За эти несколько мгновений, на которые наш хозяин отвлекся на Сашу, я успела нащупать ручку утюга и, слегка качнув, взвесить его в руке. Мне повезло – это был старый, еще советский утюг, в несколько раз превосходящий современные импортные модели по весу.

– Ладно, рассказывай, пока я добрый! – приказал подошедший ко мне вплотную здоровяк и протянул руки, в попытке схватить меня за плечи.

Я стремительно выбросила вперед правую руку с зажатым в ней утюгом и обрушила его разом на челюсть и ухо моего противника.
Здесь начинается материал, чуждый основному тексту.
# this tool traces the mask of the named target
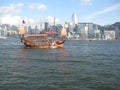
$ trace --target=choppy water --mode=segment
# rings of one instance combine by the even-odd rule
[[[0,90],[120,90],[120,41],[33,49],[0,39]]]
Саша как-то совсем не мужественно взвизгнул. Здоровяк секунду постоял, ошалело глядя мне в глаза, затем тяжело осел на пол и замер, приняв странную позу.

– Он умер?! – испуганно спросил мальчишка, все еще не рискуя вылезти из-под стола.

Я нащупала пульс на волосатой лапе мужика и успокоила своего маленького спутника:

– Нет, он просто потерял сознание. Найди побыстрее какую-нибудь веревку, мы его свяжем, пока он не пришел в себя!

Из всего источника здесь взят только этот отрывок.